What does this mean for southern California customers, especially in Claremont?
The CPA buys renewable power from different generators such as utility-scale solar PV or wind power farms, bundles it, and feeds it into the grid operated by SCE. Thus, SCE remains your local electricity supplier and your point of contact for billing, repairs and other questions.
Each of the 31 towns and cities partnering with the CPA decides which renewable power option it designates as the default option, thus automatically enrolling all of its customers in this plan. There are currently three options available: Lean Power (36% renewables share), Clean Power (50% renewables), and 100% Green Power.
In Claremont, the default is the middle option, i.e., Clean Power with 50% renewables share. In total eight cities chose the Lean Power option, 13 cities default to the Clean Power option, and 10 cities selected the 100% Green Power option. Customers can “opt out” or “opt up” at any time by visiting Clean Power Alliance or calling 888.585.3788.

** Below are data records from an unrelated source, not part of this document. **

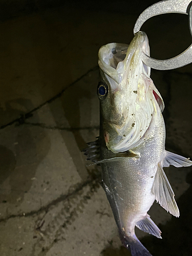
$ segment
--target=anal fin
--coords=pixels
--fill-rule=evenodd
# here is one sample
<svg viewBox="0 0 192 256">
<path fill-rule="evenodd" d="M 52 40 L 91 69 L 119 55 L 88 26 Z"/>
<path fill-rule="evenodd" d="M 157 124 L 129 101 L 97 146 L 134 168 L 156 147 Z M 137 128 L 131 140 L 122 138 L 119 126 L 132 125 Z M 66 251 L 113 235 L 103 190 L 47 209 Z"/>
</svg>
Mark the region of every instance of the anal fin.
<svg viewBox="0 0 192 256">
<path fill-rule="evenodd" d="M 186 167 L 192 165 L 192 161 L 189 158 L 165 151 L 164 158 L 162 162 L 163 167 L 168 167 L 170 165 L 175 167 Z"/>
<path fill-rule="evenodd" d="M 160 163 L 158 165 L 152 192 L 161 206 L 174 216 L 179 216 L 174 192 Z"/>
<path fill-rule="evenodd" d="M 137 222 L 136 227 L 141 230 L 153 234 L 158 238 L 162 238 L 161 230 L 148 215 L 146 218 Z"/>
</svg>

In addition, as a locally managed power supplier, each of the 31 participating towns and cities has a representative on the CPA’s Board of Directors, which also holds regular meetings that are open to the public (check calendar). Claremont’s CPA representative is Mayor Corey Calaycay. This set-up offers a more direct line of communication for residents’ questions and concerns regarding our electric power supply.
Does green power cost more?
The CPA was founded to offer greener power at competitive rates. As the share of renewables in the electric power mix has grown and research continues to make them more cost efficient, the price differences between clean power and conventional fossil fuel power continues to dwindle. Nonetheless, as a customer we want to understand how the CPA will affect our monthly bills. For this purpose, the CPA provides a bill comparison tool and an overview of the three rate options. The comparison tool does not include any applicable taxes or SCE minimum charges, special charges or credits, which are the same regardless of energy provider. For the current 2019 rates, you can expect the following differentials:
- Lean Power will cost 1-2% less than SCE’s default rate,
- Clean Power will offer comparable pricing to SCE’s default rate (0-1% savings),
- 100% Green Power will have, at most, a 7-9% premium to SCE’s default rate.
Can I count on the CPA as a reliable supplier of green power?
With the passage of SB100 in 2018, California is the second state in the nation after Hawaii to commit itself to 100% renewable electricity by 2045. While the goal is technologically achievable, it does come with ambitious requirements for both green energy generation and storage. The CPA and other community choice aggregators are important contributors to leveling the playing field for renewables and empowering residential and commercial customers to choose green power.
Furthermore, as the share of customers who enroll in the higher renewables options grows, so does the CPA’s negotiating power with green power generators, thus securing more competitive rates. In addition, continued demand growth for renewables will add to planning security for generators and incentivize capacity expansion. In short, green power is here to stay and—absent drastic policy or political changes—will only become more economically competitive.